Search performance on the simple grid environment (for benchmarking): sub-millisecond for 10 iterations. For realistic workflow composition with 7 modes and 13 agents, 100 iterations completes in under 800ms — well within the latency budget for agent dispatch.
The key performance insight: MCTS with heuristic evaluation (no LLM calls in the loop) is extremely fast. The bottleneck in the old MCTSToolRouter wasn't the tree search — it was the overhead of maintaining a separate implementation with its own node structures, configuration, and learning hooks. The unified engine eliminates that overhead.
What's Next
The architecture is designed for extensibility. Any new domain that implements the five-method MCTSEnvironment protocol immediately gets:
- Full MCTS search with UCT-based exploration
- World model predictions (state value estimates, transition probabilities)

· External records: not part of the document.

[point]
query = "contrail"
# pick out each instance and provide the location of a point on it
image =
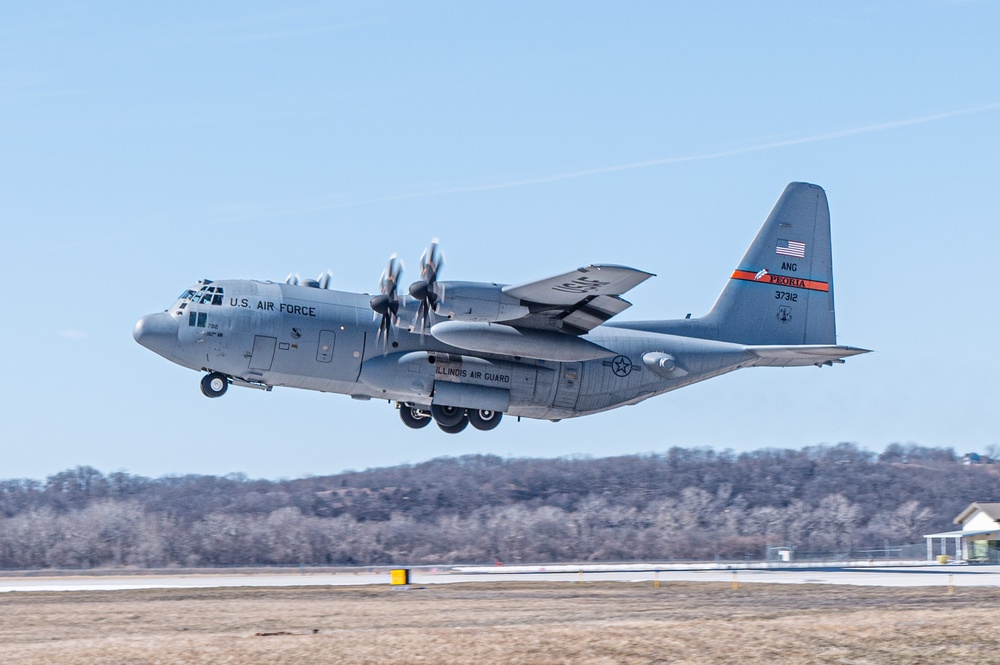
(843, 133)
(556, 177)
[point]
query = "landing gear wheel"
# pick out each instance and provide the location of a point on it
(414, 417)
(455, 429)
(484, 420)
(214, 384)
(447, 415)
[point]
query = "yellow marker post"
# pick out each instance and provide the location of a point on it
(399, 577)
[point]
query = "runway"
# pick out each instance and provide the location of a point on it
(910, 576)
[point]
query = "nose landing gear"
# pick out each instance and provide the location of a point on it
(214, 384)
(414, 417)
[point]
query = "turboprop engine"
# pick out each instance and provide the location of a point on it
(477, 301)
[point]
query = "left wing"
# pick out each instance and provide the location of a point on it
(578, 301)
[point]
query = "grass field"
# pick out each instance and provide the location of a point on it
(504, 623)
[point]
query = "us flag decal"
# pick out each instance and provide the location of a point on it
(791, 248)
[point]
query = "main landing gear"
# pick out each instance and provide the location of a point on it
(449, 419)
(214, 384)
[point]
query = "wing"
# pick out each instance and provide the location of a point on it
(578, 301)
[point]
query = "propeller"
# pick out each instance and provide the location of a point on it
(386, 303)
(324, 279)
(426, 289)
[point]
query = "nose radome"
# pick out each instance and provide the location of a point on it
(157, 332)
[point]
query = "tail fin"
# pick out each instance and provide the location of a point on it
(782, 291)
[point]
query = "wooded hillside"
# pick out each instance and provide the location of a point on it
(686, 503)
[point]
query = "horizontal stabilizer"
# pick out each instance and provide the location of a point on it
(802, 355)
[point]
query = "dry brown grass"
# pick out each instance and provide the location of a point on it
(504, 623)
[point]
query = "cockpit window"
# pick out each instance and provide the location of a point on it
(208, 295)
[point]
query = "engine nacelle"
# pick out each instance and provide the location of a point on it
(477, 301)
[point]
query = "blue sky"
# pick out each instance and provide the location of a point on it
(144, 147)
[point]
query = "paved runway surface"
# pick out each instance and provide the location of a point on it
(902, 576)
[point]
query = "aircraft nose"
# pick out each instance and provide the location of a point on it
(157, 332)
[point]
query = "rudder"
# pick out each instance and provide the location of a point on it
(782, 291)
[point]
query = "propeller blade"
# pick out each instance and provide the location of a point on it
(386, 303)
(426, 289)
(324, 279)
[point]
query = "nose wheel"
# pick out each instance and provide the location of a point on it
(214, 384)
(414, 417)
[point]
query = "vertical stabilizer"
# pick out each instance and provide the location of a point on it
(782, 291)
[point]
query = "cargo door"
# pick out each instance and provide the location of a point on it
(327, 342)
(263, 353)
(568, 388)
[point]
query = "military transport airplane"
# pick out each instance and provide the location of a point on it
(469, 352)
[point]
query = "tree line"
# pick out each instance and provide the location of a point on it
(685, 503)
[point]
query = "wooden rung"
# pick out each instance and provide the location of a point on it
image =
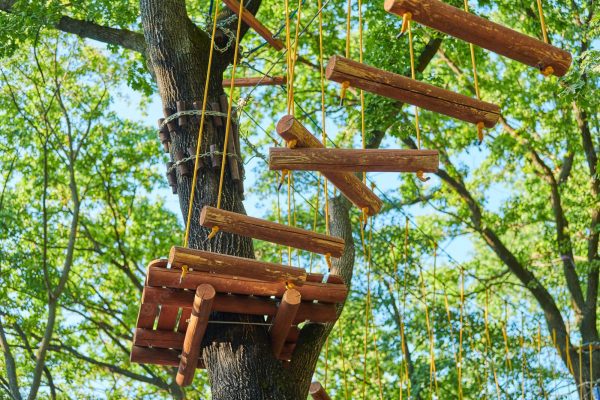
(236, 266)
(317, 392)
(201, 309)
(168, 357)
(424, 95)
(171, 278)
(229, 303)
(351, 160)
(282, 323)
(353, 188)
(271, 231)
(256, 81)
(483, 33)
(255, 24)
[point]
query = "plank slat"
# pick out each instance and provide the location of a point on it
(261, 229)
(353, 160)
(353, 188)
(398, 87)
(483, 33)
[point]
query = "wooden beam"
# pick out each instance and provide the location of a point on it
(271, 231)
(255, 24)
(171, 278)
(353, 188)
(483, 33)
(238, 304)
(282, 323)
(201, 309)
(351, 160)
(256, 81)
(235, 266)
(424, 95)
(317, 392)
(168, 357)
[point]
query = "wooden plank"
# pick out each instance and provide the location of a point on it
(235, 266)
(256, 81)
(271, 231)
(317, 392)
(353, 160)
(159, 339)
(483, 33)
(424, 95)
(167, 357)
(284, 318)
(201, 310)
(237, 304)
(353, 188)
(171, 278)
(255, 24)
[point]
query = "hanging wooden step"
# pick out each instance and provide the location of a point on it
(484, 33)
(353, 188)
(217, 263)
(424, 95)
(256, 81)
(200, 293)
(317, 392)
(353, 160)
(255, 24)
(244, 225)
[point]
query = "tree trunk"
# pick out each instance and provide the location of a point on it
(238, 357)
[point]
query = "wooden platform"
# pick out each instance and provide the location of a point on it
(255, 24)
(406, 90)
(165, 317)
(353, 160)
(353, 188)
(271, 231)
(483, 33)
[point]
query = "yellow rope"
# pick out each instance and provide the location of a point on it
(542, 21)
(230, 104)
(200, 132)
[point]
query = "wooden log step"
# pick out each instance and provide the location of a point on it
(255, 24)
(351, 160)
(317, 392)
(256, 81)
(201, 309)
(238, 304)
(353, 188)
(171, 278)
(483, 33)
(424, 95)
(235, 266)
(284, 318)
(261, 229)
(167, 357)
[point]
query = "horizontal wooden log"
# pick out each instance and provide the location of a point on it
(353, 160)
(201, 309)
(224, 264)
(353, 188)
(406, 90)
(167, 357)
(284, 318)
(237, 304)
(160, 339)
(255, 24)
(483, 33)
(271, 231)
(317, 392)
(171, 278)
(256, 81)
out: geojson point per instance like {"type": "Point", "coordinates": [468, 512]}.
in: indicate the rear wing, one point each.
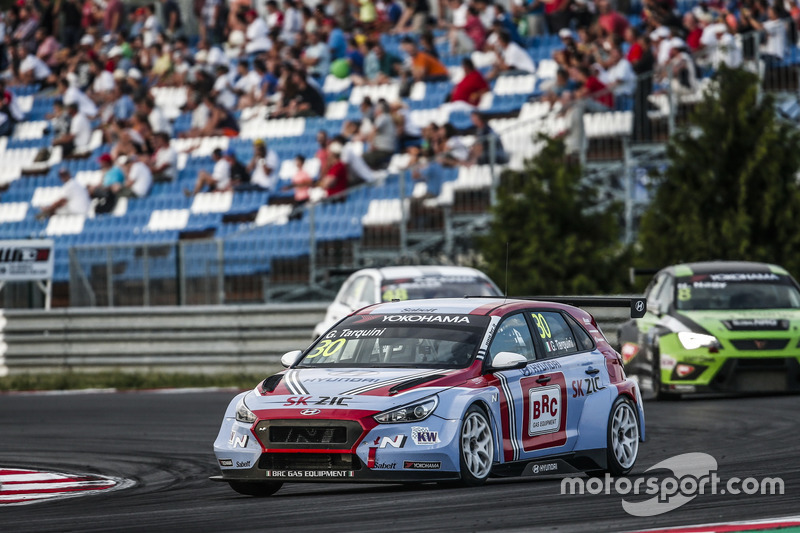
{"type": "Point", "coordinates": [638, 306]}
{"type": "Point", "coordinates": [634, 272]}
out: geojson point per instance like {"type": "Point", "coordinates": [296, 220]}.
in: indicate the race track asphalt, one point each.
{"type": "Point", "coordinates": [164, 443]}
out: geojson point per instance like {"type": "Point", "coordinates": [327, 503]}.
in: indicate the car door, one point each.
{"type": "Point", "coordinates": [566, 374]}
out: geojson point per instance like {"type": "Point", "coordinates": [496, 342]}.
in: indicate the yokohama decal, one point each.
{"type": "Point", "coordinates": [21, 487]}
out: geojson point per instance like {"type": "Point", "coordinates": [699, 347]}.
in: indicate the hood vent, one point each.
{"type": "Point", "coordinates": [410, 384]}
{"type": "Point", "coordinates": [270, 383]}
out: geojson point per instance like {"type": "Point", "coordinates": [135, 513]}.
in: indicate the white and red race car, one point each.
{"type": "Point", "coordinates": [438, 390]}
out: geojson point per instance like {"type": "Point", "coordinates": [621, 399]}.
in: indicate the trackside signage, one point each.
{"type": "Point", "coordinates": [27, 260]}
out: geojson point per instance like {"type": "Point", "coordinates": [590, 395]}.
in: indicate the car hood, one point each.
{"type": "Point", "coordinates": [730, 323]}
{"type": "Point", "coordinates": [364, 389]}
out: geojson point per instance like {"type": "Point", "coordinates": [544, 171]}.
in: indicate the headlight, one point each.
{"type": "Point", "coordinates": [408, 413]}
{"type": "Point", "coordinates": [692, 341]}
{"type": "Point", "coordinates": [243, 414]}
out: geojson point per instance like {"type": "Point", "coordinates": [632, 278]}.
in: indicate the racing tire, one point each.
{"type": "Point", "coordinates": [622, 447]}
{"type": "Point", "coordinates": [476, 447]}
{"type": "Point", "coordinates": [659, 394]}
{"type": "Point", "coordinates": [259, 489]}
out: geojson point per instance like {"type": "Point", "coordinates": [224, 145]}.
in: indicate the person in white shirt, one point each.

- Configurable time and iteration budgets
- Confidence estimation from visit distribution entropy
- FluxEmitter observability and Strata ingestion
- SASE integration via the bridge
The next test: ARC-AGI-3. ArcGameEnv already wraps 2D grid transformations as MCTS actions. The challenge is making the evaluate() heuristic good enough to guide search toward correct transformations without brute-forcing the entire space. If the world model can learn grid transformation patterns from training examples, MCTS becomes a powerful reasoning engine for novel puzzles.
Beyond ARC, the WorkflowEnv composition layer opens up automated pipeline optimization. Instead of hand-tuning which tasks get forge vs swarm vs council, the system can explore thousands of configurations offline and learn the optimal dispatch strategy for each task category. Connect that to ConsumptionTracker's outcome data, and you have a self-optimizing orchestration layer.
Four engines became one. One protocol serves every domain. The algorithm doesn't care whether it's planning a code review or branching a story — it just searches for the best path through the tree. As it should be.